Roman captivant et original pour des lecteurs acceptant d'entrer dans un univers singulier, éloigné d'un simple réalisme. Le lecteur qui se plaît à rencontrer des êtres originaux sera séduit par ce roman.

Pucksimberg - Toulon - 44 ans - 18 septembre 2012


Montagnes russes 5 étoiles

Le personnage principal porte des gants blancs. Un curieux monsieur installé dans un ancien Observatoire, devenu lieu de résidence pouvant accueillir des dizaines de familles. Seulement sept personnes y vivent encore et l’immeuble menace d’être démoli.

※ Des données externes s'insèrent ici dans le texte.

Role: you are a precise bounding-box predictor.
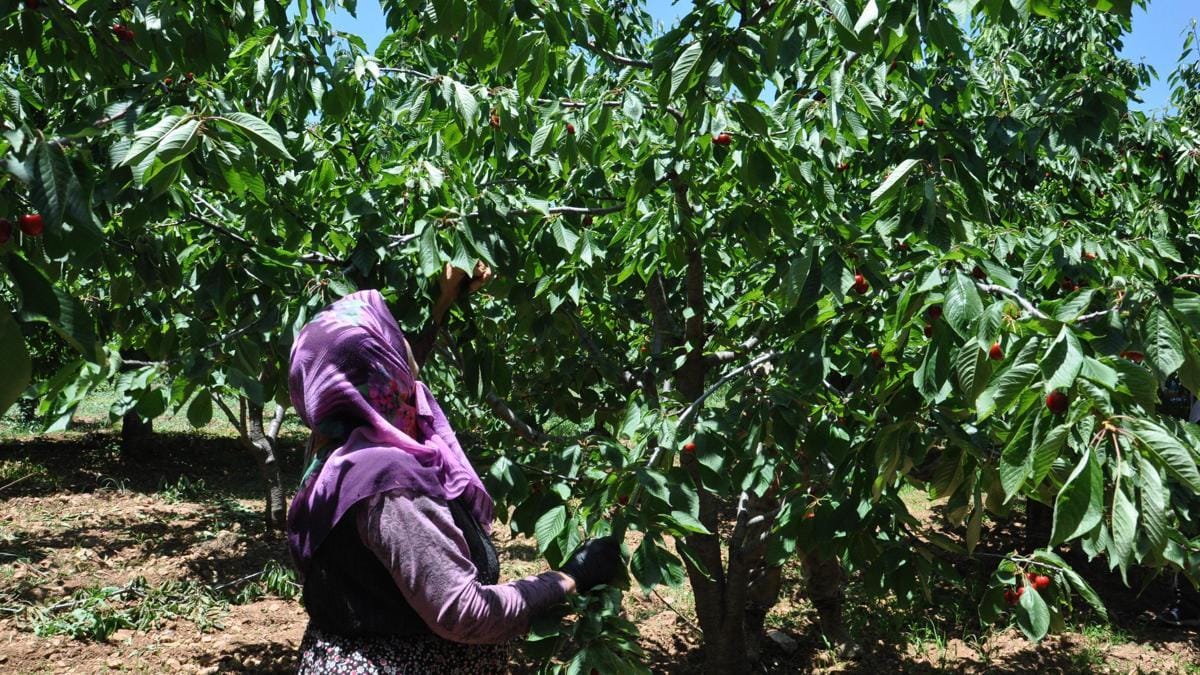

Francis, le héros, n’entend pas se laisser déloger et il protègera son espace vital à tout prix. A la fin du livre, presque trente pages sont consacrées à la liste des pièces qui composent le musée créé par ce Monsieur Francis.
Oui mais voilà. Une nouvelle résidante arrive. C’est la panique à bord. Surtout qu’Anna Tap se révèle être beaucoup trop sociable et apprivoise même les esprits les plus secrets. Francis Orme fera tout pour la déloger.
Un roman hachuré, dans lequel on perd souvent pied, à l’image de l’équilibre ancestral de ces résidants, pulvérisé avec l’arrivée d’une seule personne.
Une cacophonie succède à l’harmonie, emplie des contradictions de la vie.